Interactive visualization of bio-imaging data
It is recommended to install this repository in a dedicated conda environment:
conda create -n viz python=3.7
conda activate viz
conda install -c pyviz holoviews bokeh panel param xarray datashader pytables
git clone https://github.com/fmi-basel/inter-view.git
pip install inter-view/
Notebooks for existing use cases are available under notebooks/applications
. These applications can be directly used as a notebook or, once configured, rendered in a browser with:
panel serve --show PATH_TO_NOTEBOOK.ipynb
or remotely:
panel serve --port PORT --allow-websocket-origin WORKSTATION:PORT PATH_TO_NOTEBOOK.ipynb
TIF_OVR viewer: Browsing through large TIF overviews and exporting RGB images.
Segmentation viewer: Inspecting segmentation labels and exporting mispredicted samples to retrain a deep learning network.
2D annotator: Tool to correct annotations and rapidly switch between samples. It also works directly on large (>10 000 px) images.
3D annotator: Tool to correct annotations of 3D stacks.

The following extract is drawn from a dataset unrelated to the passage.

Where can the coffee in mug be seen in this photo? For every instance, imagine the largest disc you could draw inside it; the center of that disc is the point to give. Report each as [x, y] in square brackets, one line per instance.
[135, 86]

Linked scatter plot: Visualization of extracted features (e.g. area, eccentricity, mean intensity, etc.) with a link to the original images.
Examples of the available modules are provided in notebooks/module_examples
. This is also intended as a makeshift unit test of the gui.
The repository is structured in sub-modules to load (io
), view (view_images
), and edit (edit_images
) images. While these parts should be relatively modular/reusable, the dashboards
sub-modules derives more complex applications that might sometimes be difficult to combine/extend.